Estamos agora a ultimar as normas e critérios de participação e depois haverá uma fase de candidatura. Mas já temos pessoas interessadas. Pessoas que nos ligaram a saber como é que vai ser feito e quem pode concorrer.
E tem mantido contacto com os artistas e estruturas artísticas de Aveiro para saber como é que eles estão a atravessar este momento difícil?
Temos mantido contactos e sente-se que há uma grande incerteza e receio sobre o que será o futuro imediato. Sabemos de pessoas que ficaram sem fontes de rendimento, mas não temos conhecimento de situações dramáticas. Conhecemos situações que estão a viver momentos de angústia e sente-se que o meio está com muita dificuldade.
O TA vai estar disponível para dar trabalho e espaço a essas pessoas?
O Teatro Aveirense e também o projeto que a câmara municipal apresentou no início do mês tem muito esse foco de envolver o setor criativo de Aveiro.
Há muito que se fala na necessidade de incrementar o diálogo e cooperação entre os responsáveis das várias salas de espetáculo da região. Agora, em tempos de retoma, com as salas reduzidas a metade, não era importante passar da ideia à prática?

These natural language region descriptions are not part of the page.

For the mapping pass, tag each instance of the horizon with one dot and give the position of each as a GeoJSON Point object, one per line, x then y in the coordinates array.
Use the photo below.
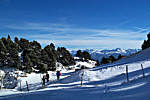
{"type": "Point", "coordinates": [97, 24]}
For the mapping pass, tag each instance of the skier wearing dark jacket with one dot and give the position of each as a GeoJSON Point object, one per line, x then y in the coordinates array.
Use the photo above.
{"type": "Point", "coordinates": [47, 77]}
{"type": "Point", "coordinates": [58, 75]}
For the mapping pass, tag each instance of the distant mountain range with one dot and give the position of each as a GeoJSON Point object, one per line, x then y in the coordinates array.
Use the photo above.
{"type": "Point", "coordinates": [98, 54]}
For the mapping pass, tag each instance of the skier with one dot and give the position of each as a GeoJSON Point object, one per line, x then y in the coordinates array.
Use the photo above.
{"type": "Point", "coordinates": [47, 77]}
{"type": "Point", "coordinates": [58, 75]}
{"type": "Point", "coordinates": [43, 81]}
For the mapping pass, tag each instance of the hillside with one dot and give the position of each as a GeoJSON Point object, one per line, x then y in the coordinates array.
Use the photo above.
{"type": "Point", "coordinates": [107, 83]}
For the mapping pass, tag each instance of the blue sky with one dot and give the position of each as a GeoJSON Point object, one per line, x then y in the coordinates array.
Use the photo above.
{"type": "Point", "coordinates": [77, 24]}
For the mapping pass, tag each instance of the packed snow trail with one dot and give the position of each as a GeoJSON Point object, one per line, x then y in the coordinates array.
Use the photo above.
{"type": "Point", "coordinates": [107, 83]}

Sempre defendi que esse diálogo era muito importante, não só para as salas como para o próprio público. E considerando que esta região tem sete salas com programação regular, esse diálogo é absolutamente essencial. O Teatro Aveirense foi, nos últimos anos, promotor de alguns desses encontros e sempre tentámos articular questões que favorecem as salas e o público. Mas eu percebo que possa haver perspetivas diferentes sobre esta questão e que as realidades não são iguais entre todos os municípios. Há projetos que têm equipas de tipologias e com graus de autonomia totalmente diferentes, com timings de decisão que não são os mesmos. Pela nossa parte, mantém-se a disponibilidade mas depende da vontade dos outros espaços, projetos e da sua governação.